If you want the app to be responsive while doing some heavy task, you will need to execute it on a background thread.
This is roughly what's going on here: The main thread of your app executes in a run loop. At the beginning of each loop iteration, the iOS checks for any events (such as user interaction, views changing due to animation, timers being fired, etc.) then queues a bunch of methods to be executed. iOS then goes and executes each of those methods and then, once everything is complete, it updates the display. Then the next run loop iteration begins.
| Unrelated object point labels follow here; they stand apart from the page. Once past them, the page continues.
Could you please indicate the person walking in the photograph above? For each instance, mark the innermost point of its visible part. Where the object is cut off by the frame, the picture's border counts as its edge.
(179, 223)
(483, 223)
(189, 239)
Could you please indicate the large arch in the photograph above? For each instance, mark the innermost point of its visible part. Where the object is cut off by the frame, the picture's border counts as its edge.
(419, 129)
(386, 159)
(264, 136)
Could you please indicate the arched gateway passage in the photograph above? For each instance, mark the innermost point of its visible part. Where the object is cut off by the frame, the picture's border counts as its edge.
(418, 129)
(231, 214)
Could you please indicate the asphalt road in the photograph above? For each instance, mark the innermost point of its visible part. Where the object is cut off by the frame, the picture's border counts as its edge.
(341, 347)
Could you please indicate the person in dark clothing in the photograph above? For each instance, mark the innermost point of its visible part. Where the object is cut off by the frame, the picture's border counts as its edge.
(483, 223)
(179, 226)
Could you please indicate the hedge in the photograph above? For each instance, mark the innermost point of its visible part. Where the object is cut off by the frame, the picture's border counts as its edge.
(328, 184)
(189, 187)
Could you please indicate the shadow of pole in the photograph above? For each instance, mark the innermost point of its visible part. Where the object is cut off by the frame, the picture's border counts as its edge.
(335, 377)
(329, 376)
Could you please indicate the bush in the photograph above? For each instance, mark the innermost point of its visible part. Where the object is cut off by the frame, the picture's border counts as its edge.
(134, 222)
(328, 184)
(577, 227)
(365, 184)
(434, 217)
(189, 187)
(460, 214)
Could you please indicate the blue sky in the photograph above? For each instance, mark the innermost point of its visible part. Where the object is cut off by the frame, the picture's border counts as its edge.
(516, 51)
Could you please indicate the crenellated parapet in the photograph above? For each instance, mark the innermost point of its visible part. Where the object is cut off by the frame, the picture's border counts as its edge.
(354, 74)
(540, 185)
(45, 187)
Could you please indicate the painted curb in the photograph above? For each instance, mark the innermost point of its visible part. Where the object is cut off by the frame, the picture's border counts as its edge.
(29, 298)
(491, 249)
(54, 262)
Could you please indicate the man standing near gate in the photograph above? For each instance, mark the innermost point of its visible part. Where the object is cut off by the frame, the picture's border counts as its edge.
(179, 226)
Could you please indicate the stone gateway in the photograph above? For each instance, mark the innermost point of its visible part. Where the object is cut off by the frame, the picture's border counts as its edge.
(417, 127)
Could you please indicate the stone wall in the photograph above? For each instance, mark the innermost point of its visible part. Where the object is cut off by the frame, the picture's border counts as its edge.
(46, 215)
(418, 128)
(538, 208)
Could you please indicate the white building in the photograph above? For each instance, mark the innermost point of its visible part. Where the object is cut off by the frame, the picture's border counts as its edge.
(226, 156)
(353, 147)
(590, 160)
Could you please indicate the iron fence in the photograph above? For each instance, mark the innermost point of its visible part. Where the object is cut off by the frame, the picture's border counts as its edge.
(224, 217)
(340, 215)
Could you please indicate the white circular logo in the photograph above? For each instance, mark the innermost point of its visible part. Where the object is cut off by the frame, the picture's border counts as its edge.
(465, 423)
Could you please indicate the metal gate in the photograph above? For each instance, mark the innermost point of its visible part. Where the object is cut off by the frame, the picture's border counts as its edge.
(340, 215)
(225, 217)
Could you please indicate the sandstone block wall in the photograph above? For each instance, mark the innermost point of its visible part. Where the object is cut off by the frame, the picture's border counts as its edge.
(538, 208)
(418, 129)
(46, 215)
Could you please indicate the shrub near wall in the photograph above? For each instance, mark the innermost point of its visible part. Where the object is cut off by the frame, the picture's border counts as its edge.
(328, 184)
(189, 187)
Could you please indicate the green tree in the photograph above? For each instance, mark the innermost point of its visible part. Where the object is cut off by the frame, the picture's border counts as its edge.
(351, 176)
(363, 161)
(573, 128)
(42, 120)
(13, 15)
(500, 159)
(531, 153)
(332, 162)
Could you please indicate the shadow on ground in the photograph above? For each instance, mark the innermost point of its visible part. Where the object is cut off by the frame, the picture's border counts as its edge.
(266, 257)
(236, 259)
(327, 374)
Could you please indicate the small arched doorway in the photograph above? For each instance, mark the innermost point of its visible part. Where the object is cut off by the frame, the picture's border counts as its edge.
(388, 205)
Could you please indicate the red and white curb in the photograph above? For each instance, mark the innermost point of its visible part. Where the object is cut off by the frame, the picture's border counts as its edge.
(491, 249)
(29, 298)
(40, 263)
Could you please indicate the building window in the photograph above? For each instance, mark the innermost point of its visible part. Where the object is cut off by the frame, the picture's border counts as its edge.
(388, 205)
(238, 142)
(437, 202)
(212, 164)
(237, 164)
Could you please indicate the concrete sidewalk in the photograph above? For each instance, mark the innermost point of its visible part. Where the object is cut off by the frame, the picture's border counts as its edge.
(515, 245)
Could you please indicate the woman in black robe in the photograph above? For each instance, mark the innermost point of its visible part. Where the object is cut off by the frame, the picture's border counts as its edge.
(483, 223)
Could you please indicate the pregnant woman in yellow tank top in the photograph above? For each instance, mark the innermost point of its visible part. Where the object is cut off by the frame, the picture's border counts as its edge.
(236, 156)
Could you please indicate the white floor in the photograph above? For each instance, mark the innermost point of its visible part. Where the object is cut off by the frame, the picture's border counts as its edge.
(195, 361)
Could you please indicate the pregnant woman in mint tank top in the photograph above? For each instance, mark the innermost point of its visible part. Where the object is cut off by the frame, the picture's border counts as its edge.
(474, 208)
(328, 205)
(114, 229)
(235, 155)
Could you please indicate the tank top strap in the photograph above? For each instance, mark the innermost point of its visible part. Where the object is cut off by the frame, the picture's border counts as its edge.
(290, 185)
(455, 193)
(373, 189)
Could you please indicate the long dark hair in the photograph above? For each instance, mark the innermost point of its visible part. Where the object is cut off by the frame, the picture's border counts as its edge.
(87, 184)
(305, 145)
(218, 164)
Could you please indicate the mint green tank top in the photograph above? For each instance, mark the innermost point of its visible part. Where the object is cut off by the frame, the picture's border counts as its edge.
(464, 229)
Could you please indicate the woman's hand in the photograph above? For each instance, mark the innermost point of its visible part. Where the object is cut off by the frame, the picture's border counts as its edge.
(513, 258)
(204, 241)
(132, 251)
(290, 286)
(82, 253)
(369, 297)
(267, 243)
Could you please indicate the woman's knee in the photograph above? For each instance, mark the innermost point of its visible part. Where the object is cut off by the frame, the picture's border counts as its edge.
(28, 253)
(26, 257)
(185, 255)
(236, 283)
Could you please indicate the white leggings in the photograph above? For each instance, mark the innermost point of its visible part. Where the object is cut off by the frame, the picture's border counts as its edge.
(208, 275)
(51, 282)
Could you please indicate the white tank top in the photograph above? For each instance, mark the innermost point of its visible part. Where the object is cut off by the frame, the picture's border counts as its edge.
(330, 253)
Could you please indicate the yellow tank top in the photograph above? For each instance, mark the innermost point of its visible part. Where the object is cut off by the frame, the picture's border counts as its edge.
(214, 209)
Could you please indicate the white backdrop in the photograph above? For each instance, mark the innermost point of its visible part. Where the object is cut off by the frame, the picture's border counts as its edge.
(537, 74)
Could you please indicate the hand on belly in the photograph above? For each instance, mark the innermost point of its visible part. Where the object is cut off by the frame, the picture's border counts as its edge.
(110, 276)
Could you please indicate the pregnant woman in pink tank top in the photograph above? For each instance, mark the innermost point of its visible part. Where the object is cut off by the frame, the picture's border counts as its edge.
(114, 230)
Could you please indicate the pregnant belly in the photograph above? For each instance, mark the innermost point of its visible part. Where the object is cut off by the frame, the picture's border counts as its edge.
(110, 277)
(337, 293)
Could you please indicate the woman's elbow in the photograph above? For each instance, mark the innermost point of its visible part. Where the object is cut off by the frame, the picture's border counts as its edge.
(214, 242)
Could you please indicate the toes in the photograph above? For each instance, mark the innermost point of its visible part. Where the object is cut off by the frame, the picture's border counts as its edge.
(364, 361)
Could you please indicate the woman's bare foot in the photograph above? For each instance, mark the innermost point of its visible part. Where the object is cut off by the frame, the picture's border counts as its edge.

Updating the display is costly, so iOS can't do it after every line of code is executed.
So with your code, when you tell the activityIndicator to startAnimating, it tells iOS that at the end of every run loop iteration that the activity indicator image needs to be updated to the next image in the animation sequence. Then, before iOS reaches the end of the current run loop iteration, you are calling stopAnimating which tells iOS that it doesn't need to update the images anymore. So basically you're telling it to stop before it has even started.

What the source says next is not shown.